«Parlons de pauvreté»
COMMUNAUTAIRE. Une centaine de personnes se sont rassemblées au parc des Braves et au Théâtre Magog, mardi (9 décembre), pour faire avancer la lutte contre la pauvreté et dénoncer les préjugés qui y sont associés.
L’objectif de cette journée de réflexion consistait à renforcer la mobilisation en vue des prochaines élections provinciales prévues dans moins d’un an. “Le gouvernement doit agir, car la lutte contre la pauvreté ne peut reposer uniquement sur les organismes et les citoyens”, explique la porte-parole de la Table d’action contre l’appauvrissement de l’Estrie (TACAE), Rosalie Dupont.
Cette action publique de visibilité s’inscrit dans la campagne “Le discours doit changer! Parlons de pauvreté”. Elle est menée par le Collectif pour un Québec sans pauvreté et actuellement en tournée provinciale. Ce groupe était accompagné de représentants d’organismes memphrémagogois, de Brome-Missisquoi et de la TACAE pour une journée de réflexion et d’action visant à faire évoluer le discours public sur la pauvreté.
La situation est critique en Estrie, s’inquiète Rosalie Dupont. Elle chiffre l’augmentation des demandes d’aide alimentaire à 49 % et une hausse de 50 % du nombre de personnes en situation d’itinérance visible dans les municipalités urbaines et rurales. “Nous faisons face à une véritable crise sociale, déplore-t-elle. L’indifférence de nos gouvernements nourrit la détresse de toutes celles et ceux qui voient leur qualité de vie fondre comme neige au soleil.”
Amélie Hudon, agente de développement communautaire à la CDC Memphrémagog, constate également que la pauvreté est de plus en plus visible depuis quelques années dans la région, autant à Magog qu’en zone frontalière.
Les messages sur les affiches étaient d’ailleurs sans équivoque.
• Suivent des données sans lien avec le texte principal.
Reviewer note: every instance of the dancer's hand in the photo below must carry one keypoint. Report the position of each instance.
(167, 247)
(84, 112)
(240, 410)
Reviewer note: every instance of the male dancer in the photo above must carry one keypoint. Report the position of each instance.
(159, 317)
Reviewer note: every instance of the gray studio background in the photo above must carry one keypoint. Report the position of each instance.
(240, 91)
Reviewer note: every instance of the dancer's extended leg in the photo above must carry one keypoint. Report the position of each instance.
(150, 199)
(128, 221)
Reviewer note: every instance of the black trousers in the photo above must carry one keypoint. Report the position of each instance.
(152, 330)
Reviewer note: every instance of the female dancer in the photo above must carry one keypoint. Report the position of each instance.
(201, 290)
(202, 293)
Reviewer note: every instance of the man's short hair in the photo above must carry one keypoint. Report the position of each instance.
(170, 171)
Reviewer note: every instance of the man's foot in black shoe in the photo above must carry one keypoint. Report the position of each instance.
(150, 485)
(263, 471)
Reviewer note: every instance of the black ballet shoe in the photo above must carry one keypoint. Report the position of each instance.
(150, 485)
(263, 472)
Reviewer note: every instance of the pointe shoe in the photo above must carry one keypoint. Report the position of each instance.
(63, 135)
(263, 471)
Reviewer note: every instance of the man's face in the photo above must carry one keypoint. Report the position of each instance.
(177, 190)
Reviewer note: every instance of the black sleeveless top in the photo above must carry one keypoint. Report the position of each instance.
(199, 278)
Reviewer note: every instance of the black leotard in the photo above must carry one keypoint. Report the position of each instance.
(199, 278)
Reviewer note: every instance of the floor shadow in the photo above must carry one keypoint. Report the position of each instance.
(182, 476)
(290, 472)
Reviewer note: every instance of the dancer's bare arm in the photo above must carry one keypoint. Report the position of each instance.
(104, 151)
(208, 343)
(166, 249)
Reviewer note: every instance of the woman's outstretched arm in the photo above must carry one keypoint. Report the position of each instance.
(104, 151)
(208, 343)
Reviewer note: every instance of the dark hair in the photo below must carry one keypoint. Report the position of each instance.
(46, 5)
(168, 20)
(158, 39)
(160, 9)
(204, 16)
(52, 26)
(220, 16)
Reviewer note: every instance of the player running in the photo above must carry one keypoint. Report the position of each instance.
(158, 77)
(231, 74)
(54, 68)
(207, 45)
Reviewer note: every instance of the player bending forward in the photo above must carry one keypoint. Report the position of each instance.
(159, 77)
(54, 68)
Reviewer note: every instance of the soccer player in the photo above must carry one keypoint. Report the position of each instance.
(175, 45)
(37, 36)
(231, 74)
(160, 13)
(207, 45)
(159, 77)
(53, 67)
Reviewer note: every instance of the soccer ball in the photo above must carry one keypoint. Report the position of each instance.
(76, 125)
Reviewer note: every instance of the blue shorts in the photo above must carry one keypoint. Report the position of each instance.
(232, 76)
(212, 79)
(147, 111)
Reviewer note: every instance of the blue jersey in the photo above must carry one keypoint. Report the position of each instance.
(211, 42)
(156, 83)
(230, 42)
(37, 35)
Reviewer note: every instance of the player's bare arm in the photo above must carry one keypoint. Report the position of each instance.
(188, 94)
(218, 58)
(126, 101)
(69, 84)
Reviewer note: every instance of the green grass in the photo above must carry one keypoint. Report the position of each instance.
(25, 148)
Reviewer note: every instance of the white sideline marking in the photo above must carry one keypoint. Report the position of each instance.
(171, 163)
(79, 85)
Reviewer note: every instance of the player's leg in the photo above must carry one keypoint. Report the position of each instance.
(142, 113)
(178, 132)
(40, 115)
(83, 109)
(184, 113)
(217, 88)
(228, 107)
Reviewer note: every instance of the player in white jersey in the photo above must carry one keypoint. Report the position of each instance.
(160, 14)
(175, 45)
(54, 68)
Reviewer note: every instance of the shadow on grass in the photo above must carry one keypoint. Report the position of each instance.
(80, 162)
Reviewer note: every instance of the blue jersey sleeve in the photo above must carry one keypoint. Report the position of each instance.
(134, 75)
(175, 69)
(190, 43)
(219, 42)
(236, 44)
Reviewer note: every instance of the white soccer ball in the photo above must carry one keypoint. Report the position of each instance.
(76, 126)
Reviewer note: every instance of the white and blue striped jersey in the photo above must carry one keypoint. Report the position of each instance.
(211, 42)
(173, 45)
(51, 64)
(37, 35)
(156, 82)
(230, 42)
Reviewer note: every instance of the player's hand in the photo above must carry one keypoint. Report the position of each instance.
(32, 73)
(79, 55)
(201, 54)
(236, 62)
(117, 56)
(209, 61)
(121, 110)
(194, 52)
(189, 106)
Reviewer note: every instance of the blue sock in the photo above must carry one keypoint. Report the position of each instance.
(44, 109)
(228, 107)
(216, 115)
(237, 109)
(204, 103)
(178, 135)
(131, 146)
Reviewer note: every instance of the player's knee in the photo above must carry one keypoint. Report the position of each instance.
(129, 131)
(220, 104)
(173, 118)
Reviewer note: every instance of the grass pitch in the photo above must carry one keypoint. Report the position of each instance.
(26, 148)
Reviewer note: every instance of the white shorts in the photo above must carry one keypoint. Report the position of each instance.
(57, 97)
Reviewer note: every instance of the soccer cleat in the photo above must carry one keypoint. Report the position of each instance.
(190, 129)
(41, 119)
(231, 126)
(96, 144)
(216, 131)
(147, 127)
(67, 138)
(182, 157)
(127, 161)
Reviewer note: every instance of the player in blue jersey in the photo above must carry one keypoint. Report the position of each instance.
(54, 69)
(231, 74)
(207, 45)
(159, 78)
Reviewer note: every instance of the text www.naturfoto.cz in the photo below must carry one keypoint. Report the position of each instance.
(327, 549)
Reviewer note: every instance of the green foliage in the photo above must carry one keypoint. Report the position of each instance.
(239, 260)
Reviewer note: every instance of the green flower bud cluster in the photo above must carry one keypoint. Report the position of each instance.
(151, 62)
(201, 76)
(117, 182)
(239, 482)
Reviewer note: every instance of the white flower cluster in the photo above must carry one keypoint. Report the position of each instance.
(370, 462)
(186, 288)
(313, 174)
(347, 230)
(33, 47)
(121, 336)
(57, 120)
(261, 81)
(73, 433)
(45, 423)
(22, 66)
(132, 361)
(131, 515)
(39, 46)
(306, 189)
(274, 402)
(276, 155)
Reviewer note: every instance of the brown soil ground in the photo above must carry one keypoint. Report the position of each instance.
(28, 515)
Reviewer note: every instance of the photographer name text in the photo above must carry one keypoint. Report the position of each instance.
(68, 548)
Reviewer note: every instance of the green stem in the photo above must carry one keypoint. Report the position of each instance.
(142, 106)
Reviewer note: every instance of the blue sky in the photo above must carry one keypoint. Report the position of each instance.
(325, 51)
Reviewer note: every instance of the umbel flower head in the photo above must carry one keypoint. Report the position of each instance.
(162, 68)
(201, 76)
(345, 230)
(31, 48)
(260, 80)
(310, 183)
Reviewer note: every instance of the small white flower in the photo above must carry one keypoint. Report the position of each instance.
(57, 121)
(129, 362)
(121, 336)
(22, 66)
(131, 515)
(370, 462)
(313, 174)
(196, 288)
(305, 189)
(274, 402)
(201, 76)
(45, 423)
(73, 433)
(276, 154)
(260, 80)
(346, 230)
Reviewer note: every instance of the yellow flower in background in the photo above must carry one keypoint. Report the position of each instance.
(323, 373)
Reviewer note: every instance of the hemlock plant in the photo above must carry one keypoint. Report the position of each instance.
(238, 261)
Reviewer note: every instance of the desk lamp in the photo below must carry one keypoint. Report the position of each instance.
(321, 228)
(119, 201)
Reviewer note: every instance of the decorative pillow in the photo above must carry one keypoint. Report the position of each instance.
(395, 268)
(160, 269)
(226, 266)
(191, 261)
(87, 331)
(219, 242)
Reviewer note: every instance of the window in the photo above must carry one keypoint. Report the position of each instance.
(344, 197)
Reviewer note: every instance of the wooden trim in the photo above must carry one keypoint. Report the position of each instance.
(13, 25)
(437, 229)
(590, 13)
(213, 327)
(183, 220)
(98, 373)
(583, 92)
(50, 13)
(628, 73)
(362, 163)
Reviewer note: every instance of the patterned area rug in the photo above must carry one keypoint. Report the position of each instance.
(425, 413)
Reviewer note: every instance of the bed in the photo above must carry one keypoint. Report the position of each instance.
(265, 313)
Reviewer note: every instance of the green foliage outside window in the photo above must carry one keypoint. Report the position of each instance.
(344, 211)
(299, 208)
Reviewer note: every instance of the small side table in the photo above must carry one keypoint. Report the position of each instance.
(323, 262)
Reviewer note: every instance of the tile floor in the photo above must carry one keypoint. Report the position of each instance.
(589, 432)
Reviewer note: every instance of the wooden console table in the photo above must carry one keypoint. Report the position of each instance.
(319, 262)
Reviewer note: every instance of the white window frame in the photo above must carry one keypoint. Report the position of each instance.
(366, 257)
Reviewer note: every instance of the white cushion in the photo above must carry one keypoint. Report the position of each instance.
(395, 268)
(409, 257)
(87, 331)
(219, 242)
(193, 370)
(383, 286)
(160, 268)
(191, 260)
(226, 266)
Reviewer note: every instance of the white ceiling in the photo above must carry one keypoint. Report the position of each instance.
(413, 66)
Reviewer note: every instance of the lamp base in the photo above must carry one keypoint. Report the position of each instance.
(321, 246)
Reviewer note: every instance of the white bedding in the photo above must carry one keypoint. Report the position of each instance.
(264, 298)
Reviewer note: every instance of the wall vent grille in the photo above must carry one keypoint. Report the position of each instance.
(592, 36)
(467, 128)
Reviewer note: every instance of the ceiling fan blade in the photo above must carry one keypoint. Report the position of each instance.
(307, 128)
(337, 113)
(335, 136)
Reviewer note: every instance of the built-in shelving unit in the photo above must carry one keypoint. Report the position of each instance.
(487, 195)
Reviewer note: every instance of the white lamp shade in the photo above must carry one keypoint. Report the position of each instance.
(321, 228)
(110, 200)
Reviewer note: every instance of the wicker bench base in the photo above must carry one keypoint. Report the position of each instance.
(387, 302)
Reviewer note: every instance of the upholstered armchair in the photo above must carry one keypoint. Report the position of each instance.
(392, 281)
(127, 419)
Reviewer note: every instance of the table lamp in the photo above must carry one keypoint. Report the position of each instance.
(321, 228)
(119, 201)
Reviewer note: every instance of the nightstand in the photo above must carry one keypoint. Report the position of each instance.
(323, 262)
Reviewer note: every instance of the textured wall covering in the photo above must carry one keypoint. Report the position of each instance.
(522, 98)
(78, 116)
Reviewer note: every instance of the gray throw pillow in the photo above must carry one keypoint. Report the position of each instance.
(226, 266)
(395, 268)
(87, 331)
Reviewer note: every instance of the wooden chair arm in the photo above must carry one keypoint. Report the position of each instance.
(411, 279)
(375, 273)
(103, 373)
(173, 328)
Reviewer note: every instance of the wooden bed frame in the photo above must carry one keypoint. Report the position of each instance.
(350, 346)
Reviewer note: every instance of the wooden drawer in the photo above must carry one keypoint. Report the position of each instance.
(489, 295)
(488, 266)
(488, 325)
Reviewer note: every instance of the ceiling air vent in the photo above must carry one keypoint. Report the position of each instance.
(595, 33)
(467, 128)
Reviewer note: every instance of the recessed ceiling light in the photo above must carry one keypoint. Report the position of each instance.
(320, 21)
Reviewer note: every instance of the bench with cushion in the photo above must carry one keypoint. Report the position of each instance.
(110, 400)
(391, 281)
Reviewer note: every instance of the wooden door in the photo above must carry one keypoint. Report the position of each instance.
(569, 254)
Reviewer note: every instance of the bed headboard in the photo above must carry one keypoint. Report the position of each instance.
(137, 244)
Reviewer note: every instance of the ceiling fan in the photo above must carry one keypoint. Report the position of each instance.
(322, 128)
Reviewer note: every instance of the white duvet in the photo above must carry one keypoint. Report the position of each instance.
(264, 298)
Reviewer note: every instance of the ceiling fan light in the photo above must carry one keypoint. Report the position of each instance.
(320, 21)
On lisait notamment des phrases-choc comme «Choisir la vie avant les profits», «On veut un logis, pas un taudis» et «Vivre criss, pas juste survivre».
Rosalie Dupont souhaite que le gouvernement joue un rôle plus actif dans la lutte contre la pauvreté plutôt que de couper l’aide sociale aux demandeurs d’asile et de sabrer les services publics en santé et en éducation. “Québec devrait plutôt mettre en place des mesures qui pourraient permettre d’améliorer le sort des ménages les plus pauvres”, insiste-t-elle.
En plus de briser les préjugés et de rendre visible la dure réalité de personnes vulnérables, cette tournée provinciale met aussi de l’avant le «Manifeste pour un Québec sans pauvreté». Ce document rappelle que la pauvreté est une atteinte à la dignité et aux droits fondamentaux. Il réclame également un revenu couvrant les besoins de base, un salaire minimum décent, une Politique globale en habitation, etc.